In the short term many factors impact stock prices. In the long term stock prices are driven by the underlying fundamentals of the companies for which they are proxies.
It’s an obvious truth but one many of us often forget. It’s why we’re so easily swayed when we look at short-term data and wrongfully conclude that performance is a result of acumen and process. To wit, “Sometimes smart people will look stupid and vice versa.”
This brings us to the Father of the Internet. Former VP Al Gore has become a very wealthy man in his post-political career as co-founder and chairman of Generation Investment Management. The firm has more than $15 billion of assets under management and focuses on investing in low-carbon generating sustainable companies.

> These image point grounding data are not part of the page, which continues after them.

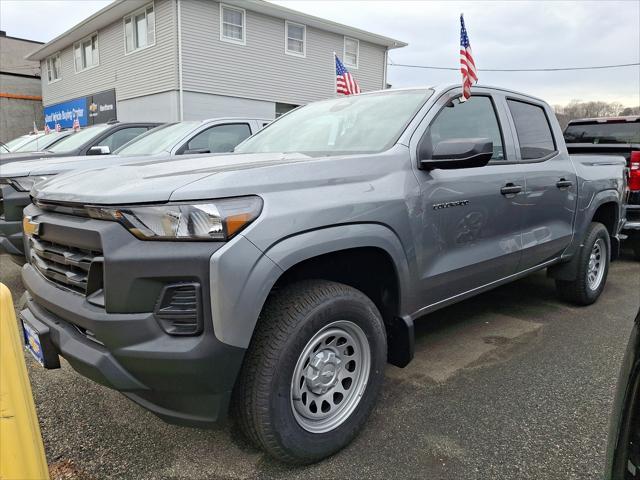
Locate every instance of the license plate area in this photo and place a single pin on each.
(38, 343)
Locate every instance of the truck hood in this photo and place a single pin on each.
(148, 180)
(9, 158)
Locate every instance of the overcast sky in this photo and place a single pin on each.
(512, 34)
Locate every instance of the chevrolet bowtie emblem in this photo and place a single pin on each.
(29, 226)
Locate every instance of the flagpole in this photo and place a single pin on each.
(335, 77)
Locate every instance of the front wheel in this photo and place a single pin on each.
(593, 268)
(313, 371)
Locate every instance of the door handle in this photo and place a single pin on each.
(510, 189)
(562, 183)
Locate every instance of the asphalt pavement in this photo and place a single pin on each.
(510, 384)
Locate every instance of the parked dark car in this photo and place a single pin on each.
(613, 136)
(96, 140)
(623, 453)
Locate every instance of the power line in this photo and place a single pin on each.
(560, 69)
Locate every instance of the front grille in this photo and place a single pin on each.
(62, 264)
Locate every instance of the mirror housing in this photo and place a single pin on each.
(456, 153)
(99, 150)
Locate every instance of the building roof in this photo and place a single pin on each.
(120, 8)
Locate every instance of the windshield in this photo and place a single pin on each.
(78, 139)
(160, 139)
(42, 142)
(610, 132)
(13, 145)
(355, 124)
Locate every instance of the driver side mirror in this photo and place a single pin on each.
(456, 153)
(99, 150)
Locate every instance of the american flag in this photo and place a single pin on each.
(345, 83)
(467, 65)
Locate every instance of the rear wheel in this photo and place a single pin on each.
(593, 268)
(313, 371)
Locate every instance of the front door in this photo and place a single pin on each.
(471, 232)
(551, 192)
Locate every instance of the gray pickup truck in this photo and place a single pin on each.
(193, 137)
(278, 280)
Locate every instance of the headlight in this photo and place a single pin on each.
(24, 184)
(214, 220)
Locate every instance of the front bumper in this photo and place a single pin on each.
(183, 379)
(12, 203)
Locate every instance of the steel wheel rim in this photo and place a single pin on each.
(597, 262)
(330, 377)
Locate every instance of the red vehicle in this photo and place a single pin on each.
(613, 136)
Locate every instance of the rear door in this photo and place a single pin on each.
(550, 182)
(470, 232)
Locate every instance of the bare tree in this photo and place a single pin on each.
(577, 109)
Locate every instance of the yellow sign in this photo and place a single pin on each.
(21, 449)
(29, 227)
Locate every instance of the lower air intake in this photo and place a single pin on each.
(178, 309)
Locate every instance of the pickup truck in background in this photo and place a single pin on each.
(215, 135)
(278, 280)
(613, 136)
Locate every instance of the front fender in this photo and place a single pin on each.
(242, 276)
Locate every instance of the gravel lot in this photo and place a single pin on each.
(510, 384)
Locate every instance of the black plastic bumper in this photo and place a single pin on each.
(183, 379)
(12, 203)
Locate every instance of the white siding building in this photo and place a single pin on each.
(168, 60)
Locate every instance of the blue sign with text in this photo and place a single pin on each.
(64, 113)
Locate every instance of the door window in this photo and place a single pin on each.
(122, 136)
(475, 118)
(532, 127)
(219, 139)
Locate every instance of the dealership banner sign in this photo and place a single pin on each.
(96, 108)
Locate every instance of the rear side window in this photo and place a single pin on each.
(532, 127)
(475, 118)
(609, 132)
(219, 139)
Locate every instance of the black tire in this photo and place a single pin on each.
(635, 246)
(579, 291)
(262, 404)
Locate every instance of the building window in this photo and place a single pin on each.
(85, 53)
(232, 24)
(54, 67)
(140, 29)
(351, 52)
(296, 39)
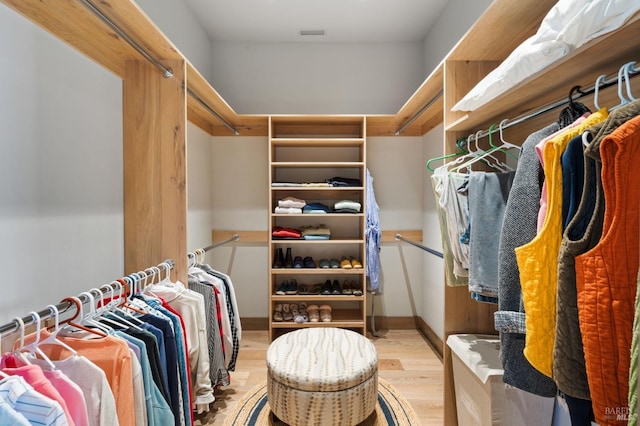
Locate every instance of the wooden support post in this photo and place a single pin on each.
(155, 169)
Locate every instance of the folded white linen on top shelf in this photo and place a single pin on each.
(568, 25)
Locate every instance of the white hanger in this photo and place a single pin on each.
(52, 339)
(629, 67)
(33, 347)
(89, 318)
(18, 352)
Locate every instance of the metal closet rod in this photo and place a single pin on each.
(62, 307)
(166, 71)
(417, 114)
(413, 243)
(226, 124)
(235, 237)
(550, 107)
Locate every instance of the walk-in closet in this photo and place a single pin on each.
(193, 190)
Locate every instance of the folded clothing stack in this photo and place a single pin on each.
(320, 232)
(347, 206)
(290, 205)
(316, 208)
(282, 233)
(342, 181)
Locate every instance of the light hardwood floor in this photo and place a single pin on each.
(404, 359)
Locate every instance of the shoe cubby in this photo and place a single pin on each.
(317, 180)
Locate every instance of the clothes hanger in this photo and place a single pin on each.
(33, 348)
(505, 146)
(629, 68)
(621, 82)
(114, 308)
(90, 317)
(103, 314)
(3, 375)
(18, 351)
(573, 110)
(487, 157)
(460, 151)
(52, 339)
(79, 314)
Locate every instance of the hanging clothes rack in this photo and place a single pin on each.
(419, 113)
(66, 307)
(166, 71)
(399, 237)
(235, 237)
(581, 93)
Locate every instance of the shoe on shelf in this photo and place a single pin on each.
(345, 263)
(277, 312)
(303, 314)
(356, 288)
(286, 312)
(325, 313)
(316, 289)
(313, 313)
(326, 288)
(282, 290)
(292, 288)
(346, 288)
(335, 288)
(278, 261)
(288, 260)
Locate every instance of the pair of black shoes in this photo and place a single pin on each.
(331, 288)
(281, 260)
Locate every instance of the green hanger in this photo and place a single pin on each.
(492, 129)
(459, 144)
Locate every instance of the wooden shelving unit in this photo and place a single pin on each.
(313, 149)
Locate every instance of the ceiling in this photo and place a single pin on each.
(345, 21)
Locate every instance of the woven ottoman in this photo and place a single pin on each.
(322, 376)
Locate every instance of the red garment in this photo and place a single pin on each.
(34, 375)
(280, 232)
(186, 357)
(606, 278)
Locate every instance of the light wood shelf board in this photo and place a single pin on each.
(601, 56)
(312, 164)
(503, 26)
(317, 271)
(73, 23)
(390, 236)
(320, 142)
(245, 236)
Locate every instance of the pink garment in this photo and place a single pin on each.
(542, 213)
(72, 395)
(34, 375)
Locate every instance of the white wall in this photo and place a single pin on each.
(176, 20)
(395, 164)
(454, 21)
(61, 223)
(433, 266)
(61, 218)
(316, 78)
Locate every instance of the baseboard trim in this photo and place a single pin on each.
(255, 324)
(382, 323)
(432, 338)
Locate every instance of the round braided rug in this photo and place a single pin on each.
(391, 410)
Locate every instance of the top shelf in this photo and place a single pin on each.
(603, 55)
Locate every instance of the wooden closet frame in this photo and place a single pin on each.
(156, 111)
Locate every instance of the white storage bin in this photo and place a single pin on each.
(477, 375)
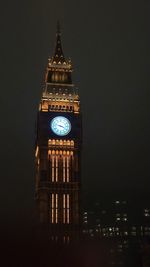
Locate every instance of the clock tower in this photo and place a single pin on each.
(58, 151)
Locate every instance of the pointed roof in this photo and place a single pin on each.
(58, 57)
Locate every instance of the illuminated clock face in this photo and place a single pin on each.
(60, 125)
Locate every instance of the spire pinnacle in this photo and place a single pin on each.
(58, 57)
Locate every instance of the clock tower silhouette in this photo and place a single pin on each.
(58, 151)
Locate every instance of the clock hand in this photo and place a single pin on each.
(60, 126)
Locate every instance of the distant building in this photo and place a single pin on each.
(126, 229)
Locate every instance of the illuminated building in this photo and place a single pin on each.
(58, 150)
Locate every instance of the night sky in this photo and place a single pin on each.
(109, 44)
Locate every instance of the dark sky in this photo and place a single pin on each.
(109, 44)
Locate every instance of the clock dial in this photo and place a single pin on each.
(60, 125)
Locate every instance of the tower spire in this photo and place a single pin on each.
(58, 57)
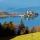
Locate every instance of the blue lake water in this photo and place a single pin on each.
(30, 23)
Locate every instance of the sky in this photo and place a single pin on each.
(7, 4)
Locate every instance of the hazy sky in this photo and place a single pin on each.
(7, 4)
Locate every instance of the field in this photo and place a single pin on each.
(31, 36)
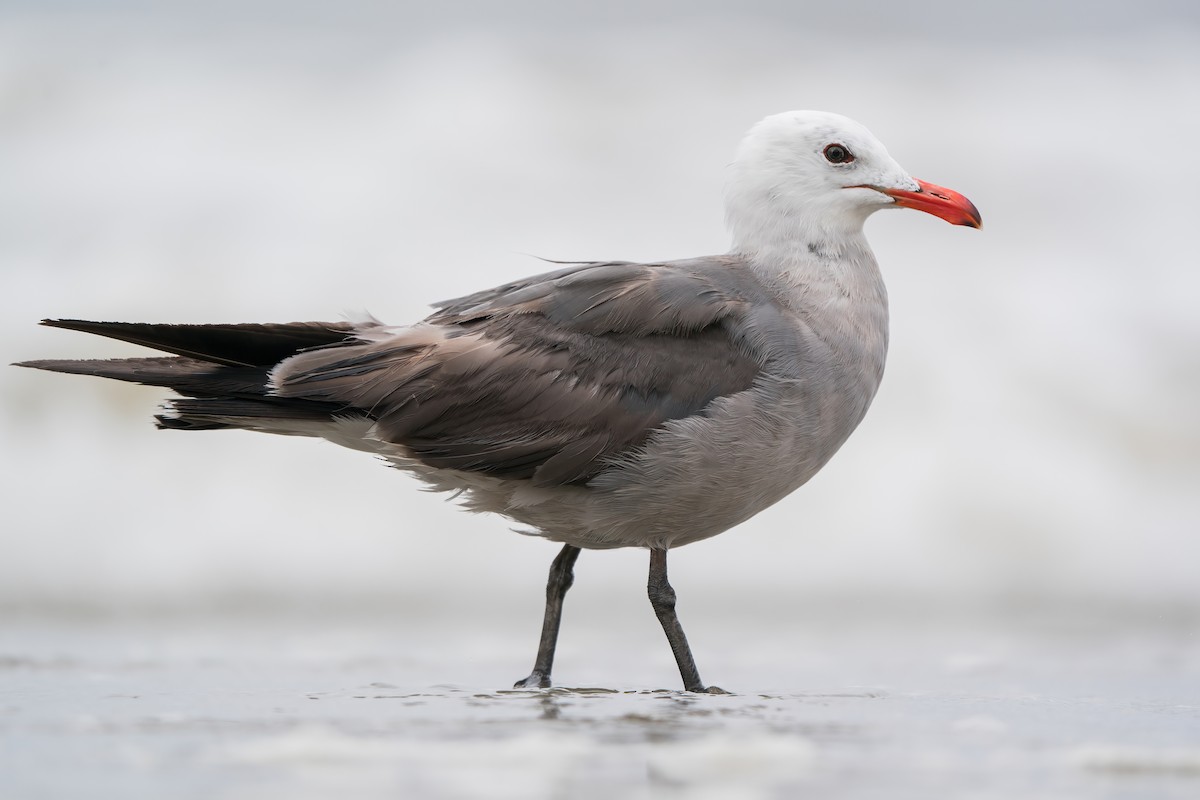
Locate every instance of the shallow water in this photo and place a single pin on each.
(265, 705)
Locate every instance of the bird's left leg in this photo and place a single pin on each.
(663, 600)
(562, 576)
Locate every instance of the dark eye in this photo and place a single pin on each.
(839, 154)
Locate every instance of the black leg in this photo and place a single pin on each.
(663, 600)
(562, 576)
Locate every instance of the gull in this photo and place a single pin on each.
(603, 404)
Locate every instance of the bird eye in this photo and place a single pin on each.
(839, 154)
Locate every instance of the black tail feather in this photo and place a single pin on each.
(245, 344)
(222, 371)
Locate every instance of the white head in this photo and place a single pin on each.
(805, 179)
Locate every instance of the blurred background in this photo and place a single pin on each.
(1037, 439)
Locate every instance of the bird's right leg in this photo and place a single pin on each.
(562, 576)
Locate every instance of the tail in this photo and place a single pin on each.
(222, 371)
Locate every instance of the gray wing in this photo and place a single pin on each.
(546, 379)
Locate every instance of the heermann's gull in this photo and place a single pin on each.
(603, 404)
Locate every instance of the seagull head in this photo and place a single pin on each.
(815, 176)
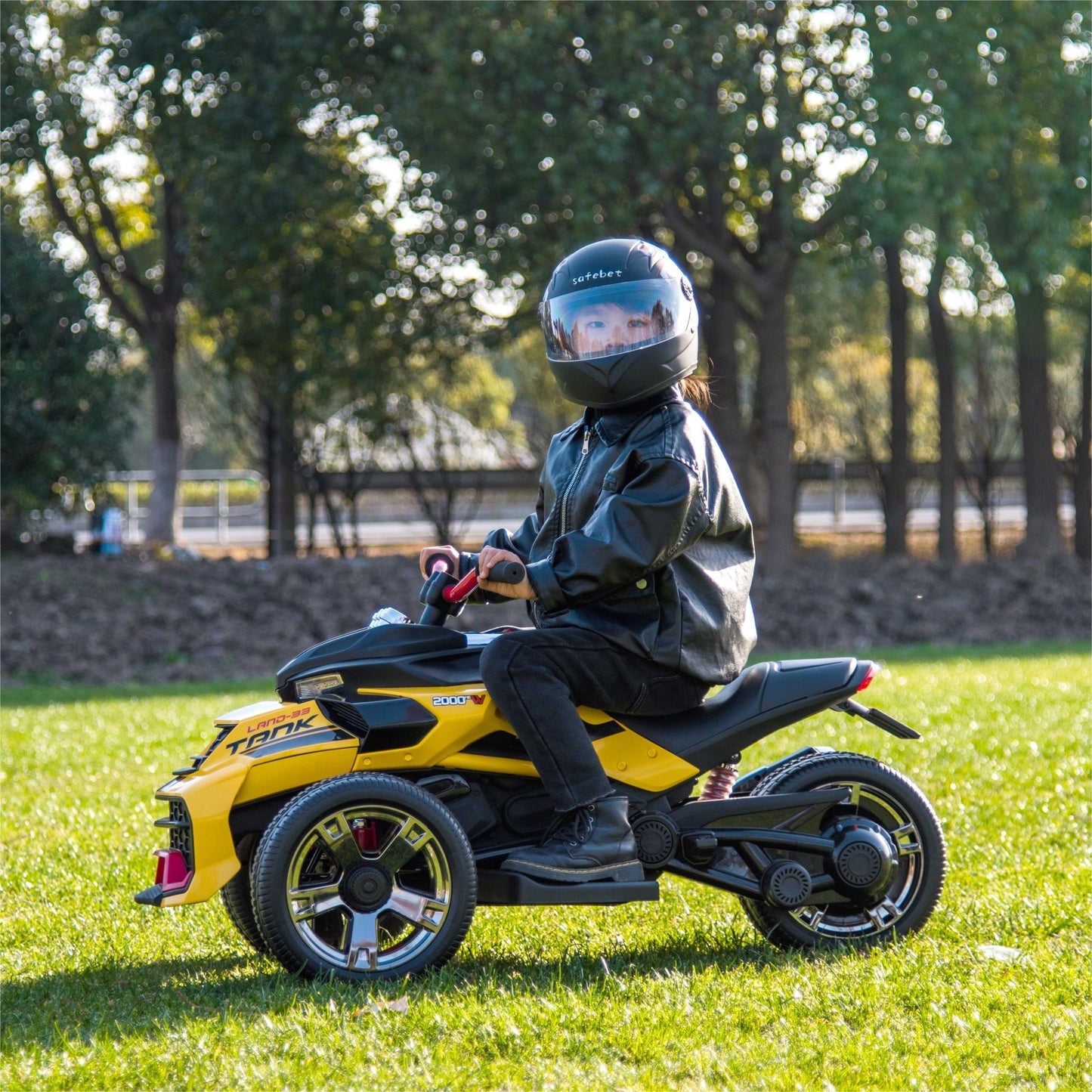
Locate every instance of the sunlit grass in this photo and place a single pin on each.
(101, 993)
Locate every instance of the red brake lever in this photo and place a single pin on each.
(459, 592)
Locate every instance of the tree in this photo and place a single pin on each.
(722, 132)
(64, 397)
(82, 130)
(1004, 85)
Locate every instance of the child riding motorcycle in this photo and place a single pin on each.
(639, 555)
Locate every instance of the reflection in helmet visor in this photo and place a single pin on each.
(611, 318)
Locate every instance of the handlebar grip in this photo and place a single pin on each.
(507, 572)
(437, 562)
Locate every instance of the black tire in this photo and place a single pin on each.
(897, 804)
(363, 877)
(236, 896)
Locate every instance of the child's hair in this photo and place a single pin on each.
(694, 389)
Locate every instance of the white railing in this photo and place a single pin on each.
(222, 512)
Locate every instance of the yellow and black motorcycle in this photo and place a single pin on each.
(353, 827)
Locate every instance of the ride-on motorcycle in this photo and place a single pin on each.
(353, 826)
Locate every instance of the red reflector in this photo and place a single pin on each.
(874, 670)
(171, 871)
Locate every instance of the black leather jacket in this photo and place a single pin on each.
(640, 534)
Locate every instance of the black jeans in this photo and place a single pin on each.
(540, 676)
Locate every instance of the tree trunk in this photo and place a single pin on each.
(281, 472)
(719, 324)
(1082, 478)
(1041, 471)
(164, 343)
(898, 473)
(777, 555)
(946, 405)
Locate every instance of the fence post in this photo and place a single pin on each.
(222, 512)
(838, 488)
(131, 503)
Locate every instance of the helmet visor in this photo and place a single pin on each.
(613, 318)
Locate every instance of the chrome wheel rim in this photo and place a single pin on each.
(368, 888)
(846, 922)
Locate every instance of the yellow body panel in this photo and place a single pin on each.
(297, 768)
(627, 757)
(284, 747)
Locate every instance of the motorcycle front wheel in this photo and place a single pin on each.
(885, 797)
(363, 877)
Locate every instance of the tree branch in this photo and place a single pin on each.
(104, 270)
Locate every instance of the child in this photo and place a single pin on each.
(639, 554)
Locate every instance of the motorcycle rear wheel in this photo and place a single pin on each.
(897, 804)
(363, 877)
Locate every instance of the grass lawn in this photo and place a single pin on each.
(682, 994)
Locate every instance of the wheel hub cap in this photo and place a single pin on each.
(366, 888)
(864, 858)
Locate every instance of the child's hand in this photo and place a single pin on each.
(449, 552)
(491, 556)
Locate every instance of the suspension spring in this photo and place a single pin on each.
(719, 783)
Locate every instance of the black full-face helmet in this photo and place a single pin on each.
(620, 323)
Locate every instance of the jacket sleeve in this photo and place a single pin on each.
(640, 529)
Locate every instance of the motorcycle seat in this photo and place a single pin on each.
(761, 699)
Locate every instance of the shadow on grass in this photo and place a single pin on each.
(122, 1001)
(36, 694)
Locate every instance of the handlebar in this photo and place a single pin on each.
(444, 596)
(503, 572)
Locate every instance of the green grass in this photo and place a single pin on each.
(682, 994)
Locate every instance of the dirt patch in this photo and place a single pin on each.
(107, 620)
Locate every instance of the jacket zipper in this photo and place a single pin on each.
(567, 493)
(566, 496)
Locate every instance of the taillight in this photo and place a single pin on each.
(172, 871)
(874, 670)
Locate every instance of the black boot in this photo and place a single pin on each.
(593, 842)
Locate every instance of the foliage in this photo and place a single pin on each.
(679, 994)
(66, 399)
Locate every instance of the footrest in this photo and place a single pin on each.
(511, 889)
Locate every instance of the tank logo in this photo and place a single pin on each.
(596, 275)
(273, 721)
(280, 731)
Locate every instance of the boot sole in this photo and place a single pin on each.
(627, 871)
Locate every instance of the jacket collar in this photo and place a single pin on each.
(611, 425)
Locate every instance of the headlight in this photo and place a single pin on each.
(317, 686)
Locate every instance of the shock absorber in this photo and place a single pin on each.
(719, 781)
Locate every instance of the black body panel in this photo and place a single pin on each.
(387, 657)
(511, 889)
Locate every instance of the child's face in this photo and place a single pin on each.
(606, 328)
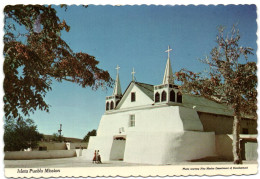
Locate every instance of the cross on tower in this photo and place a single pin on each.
(117, 69)
(168, 51)
(60, 129)
(133, 75)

By allowing ideology to infect investment process he’s fallen ass backwards into success garnering excellent performance for unintended reasons. The culprit? Al Gore’s love of Mother Earth. Here’s how Charlie Munger – #2 man at Berkshire Hathaway behind Warren Buffett – described it at the Daily Journal’s annual meeting:
Al Gore has come into you fellas business. He has made . . . $400 million in your business. And he’s not very smart. He had one obsessive idea that global warming was a terrible thing. So his idea when he went into investment counseling is he was not going to put any CO2 in the air. So he found some partner to go into investment counseling with and says we’re not going to have any (carbon dioxide). But this partner is a value investor and a good one. So what they did is, is Gore hired staff to find people who didn’t put CO2 in the air. Of course that put him into services. Microsoft and all these service companies were just ideally located. And this value investor picked the best service companies. So all of a sudden the clients are making hundreds of millions of dollars and they are paying part of it to Al Gore. Al Gore has hundreds of millions dollars in your profession. And he’s an idiot. It’s an interesting story. And a true one.
Let’s summarize. Al Gore sets out to invest in an ideology – the environment. In doing so he’s unintentionally drawn to the services sector. Being in the right place at the right time resulted in excellent performance. Al Gore seems like a genius. Al Gore is anything but.
The moral is as always. Anyone can look smart or dumb in the short term for questionable reasons. Choosing an investment manager and process based upon short-term data without understanding the underlying reasons is a loser’s game. It’s over the long term that a sustainable and repeatable process proves truly valuable.